4 8" tortillas
1 1/2 tsp + 1 TBS vegetable oil
1 1/2 tsp Mexican seasoning, ground (we used a packet of taco seasoning)
1 TBS garlic, minced
1 lb. fresh Tilapia filets
2 TBS cilantro, chopped
1 lime (juice only)
salt, to taste
1 cup lettuce, shredded
Chipotle Cream Sauce
2 TBS prepared Chipotle salsa (we just used regular salsa - because it was what we had on hand)
1/4 cup sour cream
Evenly combine ingredients for Chipotle Salsa, reserve in refrigerator. Toss together 1 1/2 tsp, Mexican seasoning, garlic and Tilapia filets. Heat remaining oil in a large non-stick pan over high heat.

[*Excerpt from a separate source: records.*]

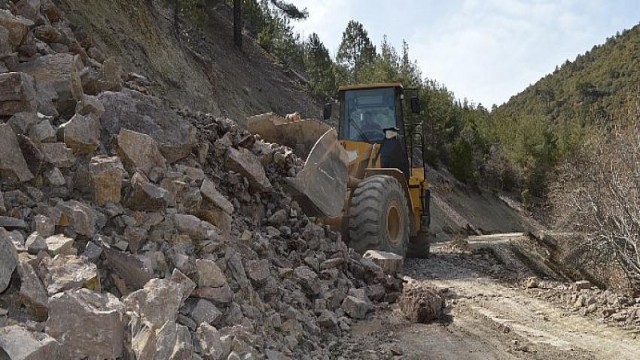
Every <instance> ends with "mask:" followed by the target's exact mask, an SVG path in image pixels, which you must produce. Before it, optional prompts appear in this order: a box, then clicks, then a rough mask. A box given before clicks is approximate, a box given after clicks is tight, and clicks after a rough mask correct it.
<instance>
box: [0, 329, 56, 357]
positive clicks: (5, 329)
mask: <svg viewBox="0 0 640 360" xmlns="http://www.w3.org/2000/svg"><path fill="white" fill-rule="evenodd" d="M0 350H2V351H1V352H0V354H6V356H7V358H6V359H10V360H49V359H59V358H60V353H61V352H60V343H58V342H57V341H56V340H55V339H54V338H52V337H51V336H49V335H47V334H43V333H39V332H38V333H36V332H31V331H29V330H27V329H25V328H23V327H21V326H19V325H11V326H6V327H3V328H0ZM2 358H3V359H5V357H4V356H3V357H2Z"/></svg>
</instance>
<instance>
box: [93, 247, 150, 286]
mask: <svg viewBox="0 0 640 360" xmlns="http://www.w3.org/2000/svg"><path fill="white" fill-rule="evenodd" d="M103 252H104V255H105V258H106V260H107V263H108V264H109V267H110V268H111V269H113V271H115V273H116V274H118V276H120V277H121V278H122V279H123V280H124V281H125V283H126V284H127V286H128V287H130V288H131V289H134V290H138V289H141V288H142V287H143V286H144V285H145V284H146V283H147V282H148V281H149V280H151V279H152V278H153V271H151V270H150V269H149V268H148V267H147V266H146V265H145V264H144V263H143V262H142V261H141V260H140V259H138V258H137V257H136V256H135V255H132V254H129V253H126V252H122V251H118V250H114V249H108V248H105V249H103Z"/></svg>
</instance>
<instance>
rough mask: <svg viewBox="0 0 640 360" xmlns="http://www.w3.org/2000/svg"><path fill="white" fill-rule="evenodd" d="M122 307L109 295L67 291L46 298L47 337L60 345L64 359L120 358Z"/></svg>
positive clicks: (111, 295) (99, 358) (72, 290)
mask: <svg viewBox="0 0 640 360" xmlns="http://www.w3.org/2000/svg"><path fill="white" fill-rule="evenodd" d="M124 310H125V309H124V306H123V304H122V303H121V302H120V301H119V300H118V299H117V298H116V297H115V296H113V295H111V294H109V293H104V294H100V293H96V292H93V291H91V290H88V289H77V290H70V291H67V292H64V293H60V294H56V295H54V296H52V297H51V298H50V299H49V318H48V319H47V322H46V331H47V334H49V335H51V336H53V337H54V338H56V339H57V340H58V341H59V342H60V343H61V344H62V355H63V357H62V358H64V359H81V358H89V359H115V358H119V357H121V356H122V355H123V345H124V329H125V321H124Z"/></svg>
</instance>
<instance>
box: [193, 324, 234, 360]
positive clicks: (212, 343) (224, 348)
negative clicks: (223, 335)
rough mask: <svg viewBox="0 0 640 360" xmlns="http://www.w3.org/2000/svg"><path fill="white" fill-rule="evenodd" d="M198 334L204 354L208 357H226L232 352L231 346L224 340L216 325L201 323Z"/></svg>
mask: <svg viewBox="0 0 640 360" xmlns="http://www.w3.org/2000/svg"><path fill="white" fill-rule="evenodd" d="M196 336H197V338H198V342H199V344H200V348H201V349H202V352H203V355H204V356H205V357H206V358H208V359H213V360H221V359H225V358H227V356H228V355H229V353H230V352H231V347H230V346H229V345H228V344H227V343H225V342H223V341H222V339H221V336H220V332H219V331H218V329H216V328H215V327H214V326H211V325H209V324H207V323H202V324H200V326H198V330H197V331H196Z"/></svg>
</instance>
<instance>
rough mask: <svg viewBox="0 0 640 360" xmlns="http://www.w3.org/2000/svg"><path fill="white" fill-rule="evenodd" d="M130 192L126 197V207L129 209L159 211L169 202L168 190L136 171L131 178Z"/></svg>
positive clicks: (168, 194) (164, 207)
mask: <svg viewBox="0 0 640 360" xmlns="http://www.w3.org/2000/svg"><path fill="white" fill-rule="evenodd" d="M131 186H132V189H131V193H130V194H129V197H128V198H127V202H126V204H127V207H128V208H129V209H131V210H143V211H159V210H164V209H165V208H166V207H167V205H168V204H169V192H168V191H167V190H165V189H163V188H161V187H159V186H156V185H154V184H152V183H151V182H149V181H148V180H147V179H145V177H144V175H141V174H140V173H136V174H135V175H133V178H132V179H131Z"/></svg>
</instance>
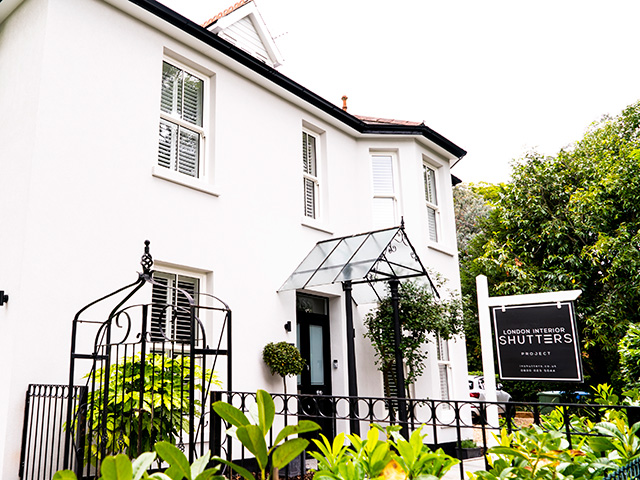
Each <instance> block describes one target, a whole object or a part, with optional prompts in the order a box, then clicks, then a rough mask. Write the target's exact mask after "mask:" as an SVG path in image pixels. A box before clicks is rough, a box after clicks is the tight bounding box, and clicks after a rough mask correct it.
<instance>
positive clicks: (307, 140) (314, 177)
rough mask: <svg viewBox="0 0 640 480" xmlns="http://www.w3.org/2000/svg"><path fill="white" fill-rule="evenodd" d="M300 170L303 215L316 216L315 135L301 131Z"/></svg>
mask: <svg viewBox="0 0 640 480" xmlns="http://www.w3.org/2000/svg"><path fill="white" fill-rule="evenodd" d="M302 171H303V186H304V215H305V217H309V218H316V216H317V214H318V212H317V205H318V191H319V183H318V173H317V172H318V165H317V150H316V137H314V136H313V135H311V134H310V133H307V132H302Z"/></svg>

Place seasoned filets in pan. Cook 2 minutes on each side. Remove cooked filets and place in a small bowl. Add cilantro, lime juice and salt, mixing and breaking the fish into chunks. Heat tortillas per package instructions and place on clean work surface. Top each tortilla with 1/4 cup lettuce, 1/4 of tilapia mixture and 2 tsp of Chipotle Cream Sauce. Fold each tortilla in half (taco style) and serve.
The recipe says it serves 4 (it makes 4 tacos) but everyone in our family ate at least 2 tacos. So, the amounts given here would only feed two in our house.